Business sustainability has been a concern for most organizations since the 1970s when the environmental movement and social change became corporate concerns. Now, sustainability is a popular topic in business leadership circles: How does a manager plan for sustainability today and in the future?
As more leaders commit to sustainable business practices, businesses will likely need to adapt to a new era of sustainability — a second phase in which more widespread sustainable practices revolutionize not just how individual organizations but how entire markets function. Emerging business leaders will need to consider both phases of business sustainability, which will include:
Phase 1: Enterprise Integration
The health of the environment first became a concern for businesses in the middle of the 20th century. Beginning in the 1950s, research from various sources began uncovering evidence that human industrial activity was causing intense harm to the environment. Journalists like Rachel Carson published influential works detailing how pollution impacts plant, animal and human populations, and the public began demanding more sustainable solutions to dangerously wasteful business practices.
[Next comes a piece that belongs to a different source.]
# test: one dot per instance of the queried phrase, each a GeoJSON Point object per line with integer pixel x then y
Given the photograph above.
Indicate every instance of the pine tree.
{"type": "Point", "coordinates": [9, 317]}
As a result, President Nixon made environmental policy a main pillar of his campaign. Nixon formed the Environmental Protection Agency (EPA), which was responsible for enforcing other environmental regulations created and passed during the Nixon administration, such as the Marine Mammal Protection Act, the Safe Drinking Water Act, the Endangered Species Act and more. Many of these laws forced businesses to control their operations to prevent pollution and waste.
Pressure from domestic and international regulations is one driver of enterprise integration of sustainable practices, but it isn’t the only one. Businesses can feel pressured to invest in sustainability by their suppliers, shareholders, investors, banks, insurers and buyers, and their surrounding market, to include consumers, competitors, activist groups, the press and others.
Often, the source of the sustainability pressure will determine a business’s first moves. For instance, when an insurance company applies pressure, a firm will likely consider sustainability as an issue of risk management. But when consumers apply pressure, leaders recognize sustainability as an issue of market demand. In any case, most businesses strive to link sustainability with corporate strategy, and in this way, leaders don’t necessarily need to understand the science of culture surrounding sustainability to grasp its importance.
Ultimately, this first phase of enterprise sustainability has led to many organizations making unprecedented changes to their business practices — but it hasn’t exactly been enough to curb the worsening status of the environment. Thus, business leaders need to usher in the second phase of business sustainability: market transformation.Phase 2: Market Transformation
In the 21st century, climate scientists have identified nine environmental factors that describe how humans can live with safety and stability — in business jargon, they are the key performance indicators (KPIs) of the environment. Already, humanity has overshot the boundaries of three of these factors and are on the verge of exceeding five more. Worse, these environmental disruptions are almost wholly the fault of market institutions, so it is the responsibility of market institutions to remedy them.
The current pressing need for sustainability should drive the market to transform in critical ways. For example, business leaders must reframe their understanding of the environment’s purpose in a capitalist system. Previously, many organizations viewed the environment having value only insofar as it could provide economic growth: as a limitless source of materials and as a convenient deposit for waste, for example. Decision-makers within corporations must drive change in their market by rejecting previous practices and policies and developing new conceptions of operations that involve sustainability at every level.
The second phase of business sustainability will not be easy for many business leaders to enter, but market transformation is essential for the safety and success of the environment. It might be useful for executives to enroll in a business sustainability management online course, which provides leaders with the knowledge and tools to navigate various sustainability challenges within an organization. With the right goals, skills, attitude and strategy, corporations can make the fundamental changes necessary to become truly sustainable.